Other mergers to have been approved to date have also taken place thanks to referenda. Those include one between the Perm region and Komi-Permyatsky autonomous district in 2003 and the Krasnoyarsk region with the Evenkia and Taimyr autonomous districts.
No doubt there are all the grounds for questioning Putin’s motives, but the fact is that the 1993 constitution that established the basis for centre-periphery relations was a ridiculously bad piece of legislation. It was in the natural course of things that any strong Russian leader, democratic or otherwise, would have to revisit the legacy of that document. The devil of this business, perhaps more so than many other aspects of Russian politics, is in the detail.

Rustam April 22, 2006 at 6:22 am

Come on Peter I did not say that it is 28!!!!!
If the trend that we have seen up until now, so called “stream lining of centre-periphery relations”, the most important elements, in my opinion, of which were two “reforms” – the appointments of governors and transfer of pretty much of all revenues from local budgets to the federal budget (ever increasing financial dependence of periphery from the centre), will continue, even on the basis of referenda, the validity of which, for example when it takes place in Buryatiya or Kalmikiya for that matter, is under BIG doubt (presidential elections in Russia still need a lot of improvement to make them transparent and fair, let alone federal legislative elections) and all this under the background of all the factors that I have pointed out in my first post surely is not good for the democracy and the development of civil society in such a crucial state as Russia and sadly it is and will always have negative effect to us in Central Asia, already in neighbourhoud with ever powerful China with its thirst of energy.

Peter April 22, 2006 at 6:32 am

I don’t want to argue about it but…

“Smells like Uzbekistan. Russia – 28 federal subjects, Uzbekistan – 14 regional subjects.”

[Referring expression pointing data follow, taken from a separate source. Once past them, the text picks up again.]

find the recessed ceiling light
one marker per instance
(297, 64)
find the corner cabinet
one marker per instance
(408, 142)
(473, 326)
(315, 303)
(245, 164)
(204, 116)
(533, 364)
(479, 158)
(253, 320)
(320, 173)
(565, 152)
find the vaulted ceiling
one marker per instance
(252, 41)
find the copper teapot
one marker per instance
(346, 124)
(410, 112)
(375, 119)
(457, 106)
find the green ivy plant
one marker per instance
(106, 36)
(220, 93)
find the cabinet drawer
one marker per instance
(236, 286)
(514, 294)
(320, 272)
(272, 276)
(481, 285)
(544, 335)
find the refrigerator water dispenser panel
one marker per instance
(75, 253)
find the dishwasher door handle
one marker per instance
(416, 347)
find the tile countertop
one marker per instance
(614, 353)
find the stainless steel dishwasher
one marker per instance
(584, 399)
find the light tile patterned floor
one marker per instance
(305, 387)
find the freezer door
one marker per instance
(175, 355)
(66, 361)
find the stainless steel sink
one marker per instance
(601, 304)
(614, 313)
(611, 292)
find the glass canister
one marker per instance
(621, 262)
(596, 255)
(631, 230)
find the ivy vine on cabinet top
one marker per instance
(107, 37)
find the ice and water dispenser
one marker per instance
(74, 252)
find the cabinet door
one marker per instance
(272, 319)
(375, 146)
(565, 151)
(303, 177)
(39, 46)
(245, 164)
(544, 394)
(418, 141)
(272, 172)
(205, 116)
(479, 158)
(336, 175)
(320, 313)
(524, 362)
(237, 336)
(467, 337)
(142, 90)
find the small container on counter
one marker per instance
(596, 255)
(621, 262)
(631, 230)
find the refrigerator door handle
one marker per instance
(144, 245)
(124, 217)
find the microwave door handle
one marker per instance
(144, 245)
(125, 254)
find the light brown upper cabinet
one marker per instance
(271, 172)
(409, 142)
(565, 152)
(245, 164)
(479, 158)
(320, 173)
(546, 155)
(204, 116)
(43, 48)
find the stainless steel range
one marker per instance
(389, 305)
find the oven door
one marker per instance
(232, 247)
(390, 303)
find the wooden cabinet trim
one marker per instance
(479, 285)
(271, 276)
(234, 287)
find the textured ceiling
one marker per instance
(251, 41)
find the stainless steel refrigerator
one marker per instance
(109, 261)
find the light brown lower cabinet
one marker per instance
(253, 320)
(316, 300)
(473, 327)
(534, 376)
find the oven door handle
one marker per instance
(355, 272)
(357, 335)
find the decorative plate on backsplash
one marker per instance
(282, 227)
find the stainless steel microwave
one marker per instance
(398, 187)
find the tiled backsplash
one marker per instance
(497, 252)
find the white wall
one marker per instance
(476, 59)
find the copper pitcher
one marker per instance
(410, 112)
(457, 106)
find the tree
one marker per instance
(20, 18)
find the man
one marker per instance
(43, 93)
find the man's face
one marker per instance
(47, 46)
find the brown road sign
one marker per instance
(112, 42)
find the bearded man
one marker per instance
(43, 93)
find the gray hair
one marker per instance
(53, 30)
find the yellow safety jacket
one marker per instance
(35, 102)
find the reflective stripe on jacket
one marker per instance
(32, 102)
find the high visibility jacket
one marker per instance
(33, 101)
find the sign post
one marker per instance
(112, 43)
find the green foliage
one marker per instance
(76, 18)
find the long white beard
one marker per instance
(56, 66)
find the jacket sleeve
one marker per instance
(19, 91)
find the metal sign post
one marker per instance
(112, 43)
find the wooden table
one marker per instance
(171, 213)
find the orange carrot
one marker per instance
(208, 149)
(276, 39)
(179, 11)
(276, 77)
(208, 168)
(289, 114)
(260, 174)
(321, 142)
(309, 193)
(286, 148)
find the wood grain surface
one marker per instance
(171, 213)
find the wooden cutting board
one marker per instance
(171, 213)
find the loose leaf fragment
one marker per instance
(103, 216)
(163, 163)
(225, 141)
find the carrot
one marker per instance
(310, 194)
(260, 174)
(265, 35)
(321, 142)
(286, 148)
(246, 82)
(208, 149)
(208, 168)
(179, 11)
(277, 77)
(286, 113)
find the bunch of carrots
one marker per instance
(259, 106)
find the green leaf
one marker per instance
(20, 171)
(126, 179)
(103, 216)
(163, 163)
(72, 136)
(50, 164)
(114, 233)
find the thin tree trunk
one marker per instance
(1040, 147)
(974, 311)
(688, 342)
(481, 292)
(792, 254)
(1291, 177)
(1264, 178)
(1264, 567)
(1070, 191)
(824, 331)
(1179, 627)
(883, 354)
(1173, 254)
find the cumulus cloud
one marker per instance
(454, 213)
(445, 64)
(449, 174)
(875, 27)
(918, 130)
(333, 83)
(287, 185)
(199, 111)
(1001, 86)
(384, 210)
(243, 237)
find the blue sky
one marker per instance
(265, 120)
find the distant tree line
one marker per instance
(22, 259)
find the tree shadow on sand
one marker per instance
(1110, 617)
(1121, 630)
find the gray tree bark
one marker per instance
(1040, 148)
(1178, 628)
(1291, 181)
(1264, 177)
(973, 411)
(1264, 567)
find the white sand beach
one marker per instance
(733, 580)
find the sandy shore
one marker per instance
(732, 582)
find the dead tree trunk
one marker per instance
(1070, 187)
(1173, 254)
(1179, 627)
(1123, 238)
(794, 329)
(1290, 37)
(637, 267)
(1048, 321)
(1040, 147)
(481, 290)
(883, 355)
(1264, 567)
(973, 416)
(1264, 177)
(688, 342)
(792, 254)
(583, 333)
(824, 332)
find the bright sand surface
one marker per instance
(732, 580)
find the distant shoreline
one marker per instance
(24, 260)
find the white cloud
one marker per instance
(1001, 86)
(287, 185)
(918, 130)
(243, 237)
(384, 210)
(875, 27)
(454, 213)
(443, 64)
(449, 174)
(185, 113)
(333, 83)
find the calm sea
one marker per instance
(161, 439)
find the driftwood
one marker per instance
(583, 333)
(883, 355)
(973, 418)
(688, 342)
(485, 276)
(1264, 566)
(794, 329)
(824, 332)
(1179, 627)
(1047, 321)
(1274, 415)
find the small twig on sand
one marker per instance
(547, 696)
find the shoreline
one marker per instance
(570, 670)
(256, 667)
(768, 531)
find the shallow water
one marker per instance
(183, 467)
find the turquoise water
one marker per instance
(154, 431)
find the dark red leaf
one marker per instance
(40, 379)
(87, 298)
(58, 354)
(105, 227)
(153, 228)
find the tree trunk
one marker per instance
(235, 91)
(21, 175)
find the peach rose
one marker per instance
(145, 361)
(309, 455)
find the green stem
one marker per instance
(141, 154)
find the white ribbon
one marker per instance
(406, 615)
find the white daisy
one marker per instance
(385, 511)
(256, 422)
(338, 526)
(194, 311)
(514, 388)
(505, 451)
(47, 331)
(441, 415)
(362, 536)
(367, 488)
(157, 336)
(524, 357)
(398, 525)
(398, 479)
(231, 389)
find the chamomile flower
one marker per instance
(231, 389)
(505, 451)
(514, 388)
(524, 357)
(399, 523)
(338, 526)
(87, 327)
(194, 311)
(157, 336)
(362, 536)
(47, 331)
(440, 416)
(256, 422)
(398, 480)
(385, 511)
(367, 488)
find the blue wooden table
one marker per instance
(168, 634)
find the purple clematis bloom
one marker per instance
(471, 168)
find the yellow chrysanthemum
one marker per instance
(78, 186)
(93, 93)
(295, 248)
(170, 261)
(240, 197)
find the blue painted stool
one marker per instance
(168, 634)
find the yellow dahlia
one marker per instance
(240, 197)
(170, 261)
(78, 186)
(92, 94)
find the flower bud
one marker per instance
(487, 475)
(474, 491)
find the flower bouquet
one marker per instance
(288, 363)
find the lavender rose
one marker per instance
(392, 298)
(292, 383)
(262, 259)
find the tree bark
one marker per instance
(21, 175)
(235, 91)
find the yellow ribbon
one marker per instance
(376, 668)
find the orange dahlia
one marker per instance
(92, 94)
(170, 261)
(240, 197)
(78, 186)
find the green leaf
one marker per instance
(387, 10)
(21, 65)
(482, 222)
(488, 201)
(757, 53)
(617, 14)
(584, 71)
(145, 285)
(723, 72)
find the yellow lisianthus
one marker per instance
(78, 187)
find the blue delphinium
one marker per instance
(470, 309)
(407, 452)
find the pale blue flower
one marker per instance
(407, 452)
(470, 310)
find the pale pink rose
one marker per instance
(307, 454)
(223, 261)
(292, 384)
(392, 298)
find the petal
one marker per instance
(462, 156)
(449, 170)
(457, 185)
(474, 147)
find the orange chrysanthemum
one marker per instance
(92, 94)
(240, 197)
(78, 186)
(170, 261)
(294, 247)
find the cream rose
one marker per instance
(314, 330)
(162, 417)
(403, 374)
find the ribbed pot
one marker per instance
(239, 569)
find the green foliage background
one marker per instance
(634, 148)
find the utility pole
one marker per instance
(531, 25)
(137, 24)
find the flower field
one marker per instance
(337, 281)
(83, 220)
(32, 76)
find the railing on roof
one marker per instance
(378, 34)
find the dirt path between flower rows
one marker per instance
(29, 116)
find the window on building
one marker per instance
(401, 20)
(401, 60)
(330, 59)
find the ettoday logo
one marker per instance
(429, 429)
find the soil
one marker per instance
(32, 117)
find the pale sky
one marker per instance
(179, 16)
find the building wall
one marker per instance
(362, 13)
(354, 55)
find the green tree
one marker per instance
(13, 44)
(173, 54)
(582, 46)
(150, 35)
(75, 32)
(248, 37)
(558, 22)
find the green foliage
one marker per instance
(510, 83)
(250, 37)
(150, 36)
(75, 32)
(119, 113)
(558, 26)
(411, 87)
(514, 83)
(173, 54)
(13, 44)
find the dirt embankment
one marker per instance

Otherwise, I agree with everything you say.

Nathan April 22, 2006 at 12:41 pm

FWIW, I’m not opposed to this per se, but I agree with Rustam’s points in the fifth comment. I’m generally all for administrative structures that make strong centralized governments weaker (I’m such an American…), but there’s arguably a case for it in Russia. My worry is more for what it means for the standing of the titular nations in the ethnic republics and its potential for causing instability.

Lyndon April 29, 2006 at 10:22 pm

This is a very interesting topic. On a slightly different point, I read the New Yorker piece mentioned above, and it was so sloppy that if I had more time I would blog about how it’s a classic example of someone writing a stock feature story about an aspect of Russia and not even getting basic facts right. Near the start of the article, it mentioned that Russia had 21 regions, or republics (I don’t remember the exact word used and don’t have the text handy) – there may be 21 ethnic A.O.’s, but even if that’s the case there was no mention of the other 60-some subjects of the federation. One wonders where the New Yorker’s vaunted fact-checkers were on this one. There was some other fact they got wrong that I was going to gripe about, too.

And the rest of the article read like everything you’ve read in the past 10-15 years about a journalist’s only trip to some corner of the Russian provinces – incessant ridiculing of the local leader and his quirky ways, etc. Whatever. Making fun of Kirsan is like shooting fish in a barrel, and at some point it got old – it almost made me feel bad for the guy. The New Yorker is the only weekly print magazine I read on a regular basis these days (the folks at the Economist haven’t been able to make the US mail work so far in 2 months of trying), and it’s usually a pleasure to read, so I was a bit disappointed.

OK, thanks for letting me get that somewhat off-topic rant off my chest. Nathan, I hope you’ve been well, it’s been a while.